There is no dimorphism among male and female.
The langurs or entellus live in well organized social groups, formed by about ten elements, where the ecological habitat is favourable; but these groups may reach more than a hundred of units in the areas where the water is scarce.
These agglomerations of monkeys have a rigid structure. At its centre are the male leaders, with the females and the young under breeding, whilst the sub-adults live at the periphery.
But there are also groups formed by males only, or even isolated individuals, which, by night do aggregate in a group on a dormitory tree.
While looking for food and water, it may happen that two groups meet on the same tree or close to the same source. In this case, they mix peacefully without any phenomena of aggressiveness.
Often, inside their group, they welcome accept also solitary individuals of other species, in particular the macaques.
After some primatological biologists, their poor aggressiveness might have an explanation: they have electively an arboreal life, and therefore they do not need to get militarized.
Also in this species, during the resting time, we may observe the phenomenon of the “grooming”, as process of socialization.Theoretically, the Semnopithecus entellus might mate along the whole year, but especially for the populations living in cold winters locations, there is a preferential period. In Himalaya, Nepal and Pakistan, for instance, the offspring come to life usually late in the spring. The gestation time is of about 196 days and one infant comes to life at a time. The mother’s breastfeeding lasts one year.
The presence of newborns in the group stimulates the maternal instinct in the other females, which show very solicitous in administering alloparental cares also to others’ offspring. This particular tenderness which allows also the adoption of orphans is induced by the colour and the calls of the children.
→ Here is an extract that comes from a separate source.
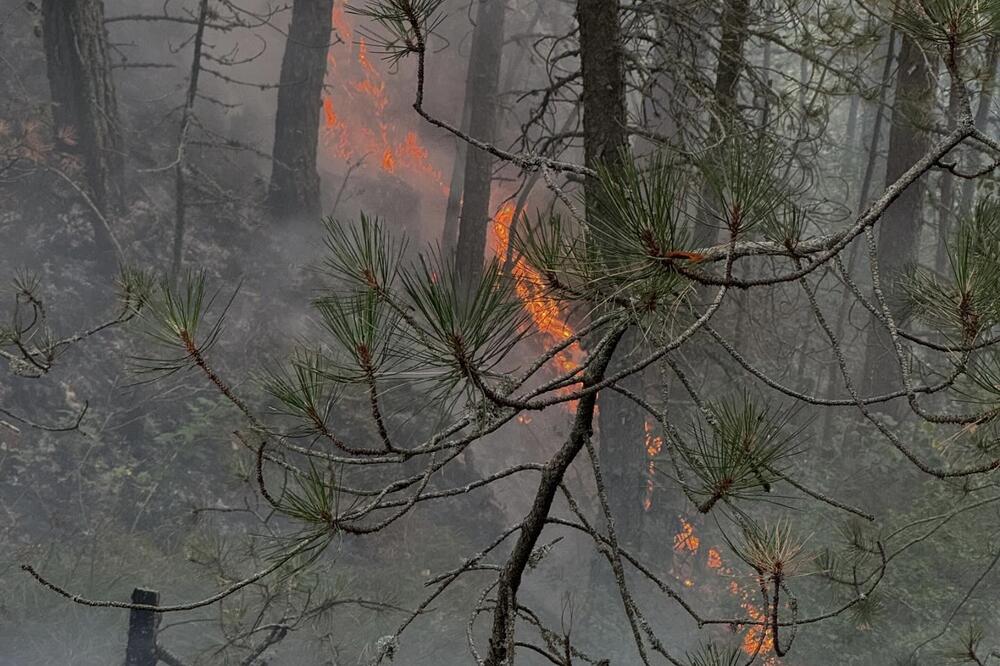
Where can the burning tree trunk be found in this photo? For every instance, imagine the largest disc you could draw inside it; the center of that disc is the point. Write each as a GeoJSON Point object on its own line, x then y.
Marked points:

As a matter of fact, when the small langur grows up and its colour becomes paler, the other females still help it, but do not carry it in their arms, as on the contrary continues to do its biological mother.
The relationship with the mother is extremely important for the psychological development and the education of the young langur, which will live close to the mother for about 15 months, thus learning, a little at a time, all the notions which are indispensable for the adult life.
Once reached the full autonomy, the young associates with peers of the same sex; if it’s a female, it will live in the centre of the group, if it’s a male, it will tend, on the contrary, to move towards the periphery, where it will have more room for its games.
The IUCN luckily deems this species as having a minimum risk of extinction.